If you want to splurge, you can opt for the upgrade and convert your Roomba i7 into an i7 Plus (i7+). The upgrade consists of a new collection bin and a new charging station. With these in place, you don’t have to empty the collection bin as it is automated.

When the robot docks to recharge the Clean Base charging station the motor in the tower will kick on, suctioning out the collection bin and storing the dirt and debris in a disposable bag. The bag is much like the vacuum bags found in old model uprights and will hold about 25L of debris this equates to about 30 collection bin emptying runs).

Even without the upgrade, the Roomba i7 is arguably the best vacuum on the market today and perfect for capturing all the pet hair, dander and allergens that pet owners deal with daily.

The Roomba i7+

As mentioned above, the Roomba i7+ is the latest and greatest of the entire Roomba line.
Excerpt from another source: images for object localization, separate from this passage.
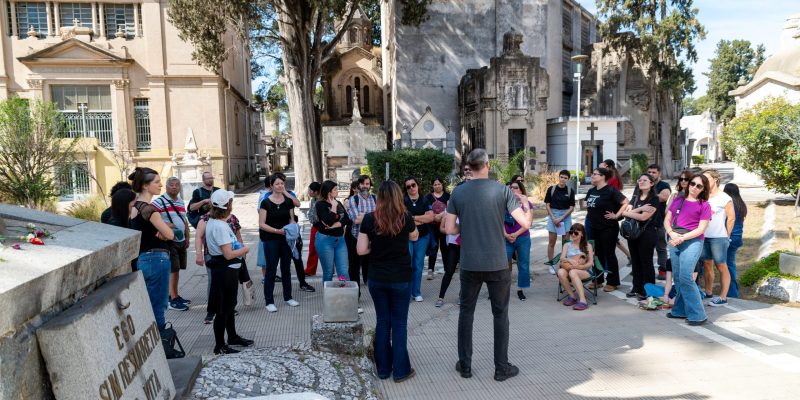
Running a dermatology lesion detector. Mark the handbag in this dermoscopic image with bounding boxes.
[159,322,186,360]
[671,196,692,235]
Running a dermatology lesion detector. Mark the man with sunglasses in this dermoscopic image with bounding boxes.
[647,164,672,280]
[444,149,533,381]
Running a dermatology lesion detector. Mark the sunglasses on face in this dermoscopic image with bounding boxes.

However, it isn’t a recommended model for pet owners. When if comes to abilities and cleaning, the i7+ is no different than the i7. The robots themselves are identical. In fact, the only difference is the collection bin (though they have the same capacity) and the Clean Base that has the internal vacuum motor).

The reason we don’t recommend the i7+ is that the Clean Base is extremely noisy. While the Roomba i7 and i7+ robots are fairly quiet, the motor housed in an empty, plastic housing creates a ton of noise. It also kicks on every time the robot docks.
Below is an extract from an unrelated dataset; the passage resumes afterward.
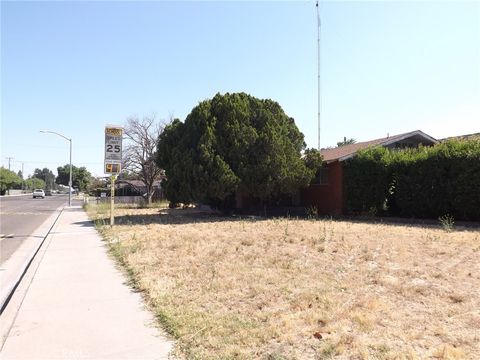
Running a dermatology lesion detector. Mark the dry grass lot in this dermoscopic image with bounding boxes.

The good news, though, is that if you purchase the Roomba i7, you can always upgrade the i7+ later. The collection bin with the suction port and the Clean Base charging station are sold as a combo unit separately. All you have to do is make the purchase, put the bin in the i7 model and plug the Clean Base in, removing the Home Base from operation.

In Conclusion

The Roomba Pet Series is a now-defunct line of vacuums. They have been outclassed by the innovations and technology of newer models. While we can’t recommend all of the models designed for pets as a go-to option, there are three models that stand out the most.

The Roomba 890 is a perfect starter model. The cost continues to drop as the newer models are released, but the productivity never fades. If you are looking for a model that will keep up with your floors and pets and don’t want to spend a lot of money, or if you have never owned a robotic vacuum before, the 890 is the best option for you.

The Roomba 960 is a great middle of the road option. It has a few more bells and whistles than the 890 and is older than the i7 series, which helps push the price down to a more manageable level. If you are looking to upgrade from an older model and want the benefits of linear navigation, the Roomba 960 is a solid option to consider.

Finally, the Roomba i7 is the latest model to be released and has all of the technological advances you could hope for. It isn’t perfect, yet, but it is very close to what iRobot set out to accomplish over a decade ago. If you have a large floor plan, multiple pets (or kids) and need a  reliable robot vacuum to keep up with you, there is no better option.